C’est une initiative suffisamment originale pour être signalée : un livre de photos... sans photos ! Ou, plus exactement, qui raconte les petites histoires derrière des images devenues iconiques, témoins de la grande histoire et depuis ancrées dans notre imaginaire collectif. Des photographies subtilement cachées sous les gardes avant et arrière de cet ouvrage de format moyen, qu’il faut déplier pour les découvrir. Si l’on se prend au jeu, tout le plaisir consiste à se plonger dans le texte avant de regarder, dans un second temps seulement, l’image correspondante.
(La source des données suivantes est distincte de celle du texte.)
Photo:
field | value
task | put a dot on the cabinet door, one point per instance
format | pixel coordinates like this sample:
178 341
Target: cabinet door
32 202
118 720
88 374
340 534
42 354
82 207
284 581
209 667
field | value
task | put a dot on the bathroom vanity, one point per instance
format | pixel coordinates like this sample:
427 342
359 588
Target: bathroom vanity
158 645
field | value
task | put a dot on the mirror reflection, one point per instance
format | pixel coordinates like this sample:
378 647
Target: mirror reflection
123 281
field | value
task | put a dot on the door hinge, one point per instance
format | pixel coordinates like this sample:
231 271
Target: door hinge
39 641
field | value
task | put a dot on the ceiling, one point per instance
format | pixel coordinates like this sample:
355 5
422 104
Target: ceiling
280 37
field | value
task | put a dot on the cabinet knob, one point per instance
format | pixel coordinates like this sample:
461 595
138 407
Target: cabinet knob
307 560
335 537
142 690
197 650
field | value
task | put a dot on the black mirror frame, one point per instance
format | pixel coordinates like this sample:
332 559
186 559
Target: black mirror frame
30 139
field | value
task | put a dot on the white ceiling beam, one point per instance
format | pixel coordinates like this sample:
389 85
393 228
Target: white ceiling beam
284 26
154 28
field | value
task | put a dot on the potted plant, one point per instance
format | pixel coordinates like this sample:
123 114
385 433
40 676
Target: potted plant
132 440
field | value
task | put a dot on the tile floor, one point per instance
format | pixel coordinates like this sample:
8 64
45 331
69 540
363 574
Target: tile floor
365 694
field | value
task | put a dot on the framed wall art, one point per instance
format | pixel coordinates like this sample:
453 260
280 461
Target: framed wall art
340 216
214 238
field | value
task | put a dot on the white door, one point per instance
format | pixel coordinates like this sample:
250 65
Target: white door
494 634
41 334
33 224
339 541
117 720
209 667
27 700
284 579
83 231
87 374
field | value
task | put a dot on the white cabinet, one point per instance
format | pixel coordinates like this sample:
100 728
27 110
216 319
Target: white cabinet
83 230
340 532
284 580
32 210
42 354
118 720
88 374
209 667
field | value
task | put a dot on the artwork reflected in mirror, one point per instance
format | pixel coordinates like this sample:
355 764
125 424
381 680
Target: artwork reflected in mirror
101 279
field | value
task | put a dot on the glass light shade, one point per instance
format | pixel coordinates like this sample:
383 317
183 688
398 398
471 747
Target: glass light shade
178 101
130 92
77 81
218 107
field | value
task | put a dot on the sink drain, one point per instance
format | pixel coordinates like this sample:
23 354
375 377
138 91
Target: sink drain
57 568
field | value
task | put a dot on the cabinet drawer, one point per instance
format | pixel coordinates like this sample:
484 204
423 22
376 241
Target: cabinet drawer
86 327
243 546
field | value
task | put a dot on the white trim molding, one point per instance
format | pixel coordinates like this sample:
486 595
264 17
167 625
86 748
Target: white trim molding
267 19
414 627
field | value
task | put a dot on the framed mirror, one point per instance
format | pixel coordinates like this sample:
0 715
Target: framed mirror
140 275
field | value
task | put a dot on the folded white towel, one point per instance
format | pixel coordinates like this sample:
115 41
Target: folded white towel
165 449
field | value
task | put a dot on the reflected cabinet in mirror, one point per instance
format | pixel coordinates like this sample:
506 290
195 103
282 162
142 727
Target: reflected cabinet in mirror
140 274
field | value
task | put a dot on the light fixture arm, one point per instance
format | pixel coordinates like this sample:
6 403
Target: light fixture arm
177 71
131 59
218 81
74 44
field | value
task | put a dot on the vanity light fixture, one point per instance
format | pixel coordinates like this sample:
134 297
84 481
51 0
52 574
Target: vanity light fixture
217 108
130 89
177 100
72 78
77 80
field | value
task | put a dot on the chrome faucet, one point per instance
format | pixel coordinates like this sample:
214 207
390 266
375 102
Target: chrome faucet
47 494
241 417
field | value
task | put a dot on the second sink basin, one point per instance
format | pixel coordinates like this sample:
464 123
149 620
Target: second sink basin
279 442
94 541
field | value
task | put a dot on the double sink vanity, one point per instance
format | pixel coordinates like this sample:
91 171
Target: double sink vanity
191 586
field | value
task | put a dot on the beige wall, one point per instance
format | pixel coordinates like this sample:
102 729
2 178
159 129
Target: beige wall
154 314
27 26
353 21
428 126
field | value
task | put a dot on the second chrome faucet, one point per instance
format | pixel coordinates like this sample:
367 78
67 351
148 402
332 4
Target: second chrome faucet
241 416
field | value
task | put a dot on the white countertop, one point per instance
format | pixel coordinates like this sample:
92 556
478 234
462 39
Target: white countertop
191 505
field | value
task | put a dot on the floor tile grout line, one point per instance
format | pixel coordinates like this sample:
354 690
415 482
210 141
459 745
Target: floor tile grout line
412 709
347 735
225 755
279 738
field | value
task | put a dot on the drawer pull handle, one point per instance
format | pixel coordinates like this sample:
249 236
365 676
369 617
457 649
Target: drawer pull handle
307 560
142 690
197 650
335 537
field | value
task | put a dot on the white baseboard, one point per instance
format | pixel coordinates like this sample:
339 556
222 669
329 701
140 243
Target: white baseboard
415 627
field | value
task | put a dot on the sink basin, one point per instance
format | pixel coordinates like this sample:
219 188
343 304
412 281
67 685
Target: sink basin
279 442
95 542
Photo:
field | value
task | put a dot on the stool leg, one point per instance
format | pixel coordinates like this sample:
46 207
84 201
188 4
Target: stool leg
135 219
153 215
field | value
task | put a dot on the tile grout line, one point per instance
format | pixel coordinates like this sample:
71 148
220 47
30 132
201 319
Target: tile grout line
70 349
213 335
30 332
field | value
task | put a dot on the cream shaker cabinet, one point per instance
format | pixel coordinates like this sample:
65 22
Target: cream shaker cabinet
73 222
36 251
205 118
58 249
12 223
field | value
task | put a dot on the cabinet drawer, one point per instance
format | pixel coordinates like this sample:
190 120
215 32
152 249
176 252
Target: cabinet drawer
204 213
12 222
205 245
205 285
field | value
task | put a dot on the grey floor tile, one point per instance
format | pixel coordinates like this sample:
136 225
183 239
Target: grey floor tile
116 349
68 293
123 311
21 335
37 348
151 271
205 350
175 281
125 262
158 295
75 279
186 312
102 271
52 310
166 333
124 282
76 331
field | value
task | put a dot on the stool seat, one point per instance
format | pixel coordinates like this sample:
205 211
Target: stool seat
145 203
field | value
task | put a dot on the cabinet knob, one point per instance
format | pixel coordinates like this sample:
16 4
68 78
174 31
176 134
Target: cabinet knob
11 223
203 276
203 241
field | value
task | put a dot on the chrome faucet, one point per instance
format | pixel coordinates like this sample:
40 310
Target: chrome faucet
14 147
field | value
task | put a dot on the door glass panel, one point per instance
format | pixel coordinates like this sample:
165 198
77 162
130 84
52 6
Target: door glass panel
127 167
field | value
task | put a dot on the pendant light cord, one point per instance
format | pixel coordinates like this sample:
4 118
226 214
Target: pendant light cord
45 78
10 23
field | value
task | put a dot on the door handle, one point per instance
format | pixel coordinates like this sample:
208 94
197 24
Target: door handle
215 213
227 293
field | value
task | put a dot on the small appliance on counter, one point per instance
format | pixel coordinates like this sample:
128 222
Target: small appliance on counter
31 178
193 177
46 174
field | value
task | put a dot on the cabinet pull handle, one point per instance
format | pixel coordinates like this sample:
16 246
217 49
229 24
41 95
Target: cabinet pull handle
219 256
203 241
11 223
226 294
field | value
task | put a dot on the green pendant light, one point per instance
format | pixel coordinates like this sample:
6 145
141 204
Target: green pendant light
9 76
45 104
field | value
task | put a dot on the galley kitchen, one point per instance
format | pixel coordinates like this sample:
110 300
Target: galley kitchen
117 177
Publié à l’occasion du 75e anniversaire d’une agence de presse mythique, qui compta parmi ses fondateurs en 1947 Robert Capa et Henri Cartier-Bresson, Magnum Photos 75 dresse, au fil des pages, une fresque dans laquelle chaque anecdote ou récit singulier, puisés dans les archives et rédigés par Philippe Séclier, lèvent le voile sur les coulisses de ces photographies documentaires passées à la postérité.
Suivant un déroulé chronologique, on y apprend que la toute première réunion de Magnum Photos s’est tenue le 17 avril 1947 dans le restaurant du Museum of Modern Art (MoMA), à New York, à l’initiative de Robert Capa, dont le goût pour le champagne n’est pas étranger au nom choisi pour porter sur les fonts baptismaux la nouvelle agence. La nuit du 20 au 21 août 1968, un « photographe tchèque inconnu » saisit l’invasion des tanks du pacte de Varsovie dans Prague avant de parvenir à faire sortir secrètement les images de son pays. Le reportage sera diffusé l’année suivante par Magnum Photos et se verra attribuer le prix Robert Capa Gold Medal. Josef Koudelka ne les assumera publiquement que seize ans plus tard, une fois la menace des représailles envers sa famille passée. Plus récemment, le travail d’Antoine d’Agata sur la pandémie en 2020 ou la couverture de l’invasion russe de l’Ukraine rappellent l’impérieuse nécessité de donner à voir, le meilleur comme le pire. Et, plus que jamais, la grandeur qu’il y a à le faire.
Philippe Séclier, Magnum Photos 75, Paris, Atelier EXB, 2022, 104 pages, 32 euros.